One of the ongoing tactics of the left is to claim that vote fraud is not real. To quote the character Verbal in Usual Suspects:
Of course, vote fraud exists. There are people in prison for it now and during the 2016 Michigan recount 37% of Detroit’s precincts had more votes cast than there were registered voters. Several states have tried to increase ballot security by ensuring that only eligible voters are registered and that persons presenting themselves to vote are actually the voter. While the best known method are various Voter ID laws, there are other efforts to remove voters who are dead and who have moved from the jurisdiction from the voting rolls. Typically this is done by sending a series of letters to an address and then removing from the rolls voters whose letters are returned to the elections office. For very obvious political and cultural reasons, the Obama administration was an implaccable opponent of anything that kept the franchise limited to eligible voters.
One of the major cases heading toward the US Supreme Court is from Ohio and called Husted v. A. Philip Randolph Institute. Here, Ohio is being sued to force it to stop using mail as a way of validating the existence of a voter. This case is both important and petty. It is important because Ohio is being sued because it is actually cleaning up its voter rolls. It is petty because if a voter is stricken from the rolls, they are still able, under federal law, to cast a provisional ballot. So the theoretical inconvenience of a handful of voters is said to outweigh the value of every other vote cast.
Back in September, the 6th Circuit ruled that Ohio had violated the law by proactively purging voter lists. Ohio appealed and the Supreme Court accepted the case for hearing during the next term. But there is where the story gets interesting:
But the DOJ filing is notable in and of itself. Today, DOJ said that Ohio’s purge is fine. But as the brief itself notes, that’s not what DOJ said last year, either in amicus participation in a Georgia federal trial court or in the 6th Circuit version of this very case. (As mentioned, I was involved.) It’s quite rare for the DOJ to change course after a filing a brief in the court of appeals: the Solicitor General’s office is often called the “Tenth Justice,” in part because while reversals happen, there’s a thumb on the scale to treat DOJ filings with some internal quasi-precedential weight.
And the brief is also notable for another reason: the signature block shows no participation from career civil rights attorneys. (The same thing happened with the controversial Title VII filing two weeks ago in the 2d Circuit, when DOJ weighed in on the opposite site of the EEOC.) In the normal course, you’ll see political and career attorneys from both the appropriate DOJ Division and the SG’s office, like this brief here.
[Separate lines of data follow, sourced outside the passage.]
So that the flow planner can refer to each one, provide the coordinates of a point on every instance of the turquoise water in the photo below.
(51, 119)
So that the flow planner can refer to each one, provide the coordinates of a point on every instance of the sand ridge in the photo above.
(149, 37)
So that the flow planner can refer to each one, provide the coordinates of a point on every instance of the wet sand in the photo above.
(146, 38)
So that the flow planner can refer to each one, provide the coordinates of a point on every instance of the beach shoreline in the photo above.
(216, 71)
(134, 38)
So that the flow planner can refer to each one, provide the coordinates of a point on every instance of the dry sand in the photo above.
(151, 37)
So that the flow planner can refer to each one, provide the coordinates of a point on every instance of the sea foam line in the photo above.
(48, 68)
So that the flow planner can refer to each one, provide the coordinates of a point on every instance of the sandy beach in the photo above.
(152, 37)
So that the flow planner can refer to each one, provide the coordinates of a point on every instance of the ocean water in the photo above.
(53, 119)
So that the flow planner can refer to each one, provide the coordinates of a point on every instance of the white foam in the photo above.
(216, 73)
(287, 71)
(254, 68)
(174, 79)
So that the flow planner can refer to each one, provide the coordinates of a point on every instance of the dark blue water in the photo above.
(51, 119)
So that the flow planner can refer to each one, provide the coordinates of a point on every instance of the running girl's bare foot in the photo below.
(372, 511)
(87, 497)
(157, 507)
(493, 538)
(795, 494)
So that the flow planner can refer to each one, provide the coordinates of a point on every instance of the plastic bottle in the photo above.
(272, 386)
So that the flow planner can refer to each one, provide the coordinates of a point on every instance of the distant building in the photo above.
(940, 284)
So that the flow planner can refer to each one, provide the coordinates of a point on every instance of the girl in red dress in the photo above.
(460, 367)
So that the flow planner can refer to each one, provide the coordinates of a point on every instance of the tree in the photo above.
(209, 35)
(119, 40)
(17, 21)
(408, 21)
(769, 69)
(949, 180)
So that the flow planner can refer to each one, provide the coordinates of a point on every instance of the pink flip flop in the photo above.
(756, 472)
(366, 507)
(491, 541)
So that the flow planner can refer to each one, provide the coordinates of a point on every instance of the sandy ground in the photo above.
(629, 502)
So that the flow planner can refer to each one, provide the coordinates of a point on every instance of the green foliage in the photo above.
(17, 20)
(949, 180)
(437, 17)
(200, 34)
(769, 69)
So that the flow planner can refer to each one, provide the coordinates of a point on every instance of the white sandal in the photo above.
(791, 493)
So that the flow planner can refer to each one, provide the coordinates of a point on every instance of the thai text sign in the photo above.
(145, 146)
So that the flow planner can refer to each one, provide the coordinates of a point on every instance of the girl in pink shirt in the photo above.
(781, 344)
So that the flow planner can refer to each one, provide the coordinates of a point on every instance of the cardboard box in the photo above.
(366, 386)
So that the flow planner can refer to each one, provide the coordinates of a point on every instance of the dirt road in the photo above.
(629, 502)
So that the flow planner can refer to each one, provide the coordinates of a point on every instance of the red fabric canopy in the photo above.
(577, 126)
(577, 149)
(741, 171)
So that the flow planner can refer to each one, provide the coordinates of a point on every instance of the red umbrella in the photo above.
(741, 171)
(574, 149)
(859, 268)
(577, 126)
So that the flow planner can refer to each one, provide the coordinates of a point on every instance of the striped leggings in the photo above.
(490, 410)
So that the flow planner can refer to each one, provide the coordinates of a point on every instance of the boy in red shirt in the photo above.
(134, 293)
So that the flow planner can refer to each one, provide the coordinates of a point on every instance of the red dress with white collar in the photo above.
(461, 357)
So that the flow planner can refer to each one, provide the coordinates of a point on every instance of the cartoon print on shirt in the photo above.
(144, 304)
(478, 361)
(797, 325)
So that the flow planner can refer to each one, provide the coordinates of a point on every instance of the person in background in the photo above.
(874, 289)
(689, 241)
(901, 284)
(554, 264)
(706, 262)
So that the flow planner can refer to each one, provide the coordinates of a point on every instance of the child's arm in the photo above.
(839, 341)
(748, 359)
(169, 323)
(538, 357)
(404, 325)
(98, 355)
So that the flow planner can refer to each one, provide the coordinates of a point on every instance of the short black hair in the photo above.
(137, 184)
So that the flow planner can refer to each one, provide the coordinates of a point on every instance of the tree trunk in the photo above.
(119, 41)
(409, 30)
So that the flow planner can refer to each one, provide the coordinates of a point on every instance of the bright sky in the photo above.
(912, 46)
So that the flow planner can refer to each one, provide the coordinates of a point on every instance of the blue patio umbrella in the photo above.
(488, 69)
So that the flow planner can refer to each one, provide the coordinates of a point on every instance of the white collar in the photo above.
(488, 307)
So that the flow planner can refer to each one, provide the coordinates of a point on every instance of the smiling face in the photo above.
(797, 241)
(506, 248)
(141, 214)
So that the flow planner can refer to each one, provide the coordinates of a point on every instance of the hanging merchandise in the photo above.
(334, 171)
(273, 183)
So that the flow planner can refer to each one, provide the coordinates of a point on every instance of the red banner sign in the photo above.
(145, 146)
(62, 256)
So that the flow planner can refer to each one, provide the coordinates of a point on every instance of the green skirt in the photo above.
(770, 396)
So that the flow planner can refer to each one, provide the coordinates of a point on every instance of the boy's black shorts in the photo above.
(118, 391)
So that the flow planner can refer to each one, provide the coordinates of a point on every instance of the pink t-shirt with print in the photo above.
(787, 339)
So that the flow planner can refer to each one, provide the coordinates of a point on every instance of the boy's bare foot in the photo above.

Not so today.
Since the arrival of the Trump administration, the Justice Department has been unraveling a lot of policies of the Obama administration. It refused to defend the DAFA program which gave quasi-legal status to the families of “Dreamers.” It refused to attack various ‘bathroom’ laws. It has now gone on record saying that sexual (dis)orientation is not covered as an illegal reason to dismiss an employee under Title VII of the Civil Rights Act. In all these cases, Trump’s Justice Department disavowed positions taken very recently by the Obama Justice Department. Many of these decisions have been accomplished despite the views of the career attorneys who loyally carried out the Obama agenda. I don’t have the time to dig into the names on the brief but I think the author of the post I quoted gets too cute by half. One of the signers of the amicus brief is Malcolm Stewart who has been in the Solicitor General’s office since at least 2004.
While, as it isn’t legislation, many anti-Trumpers claim this is nothing, the fact is that locking in these legal decisions has great value in shutting down avenues used by progressives to move through the courts an agenda they can’t move politically.
We don’t know how the Supreme Court will rule on this but with Neil Gorsuch on the bench we have a much better chance of giving states the authority they need protect our votes than we had six months ago.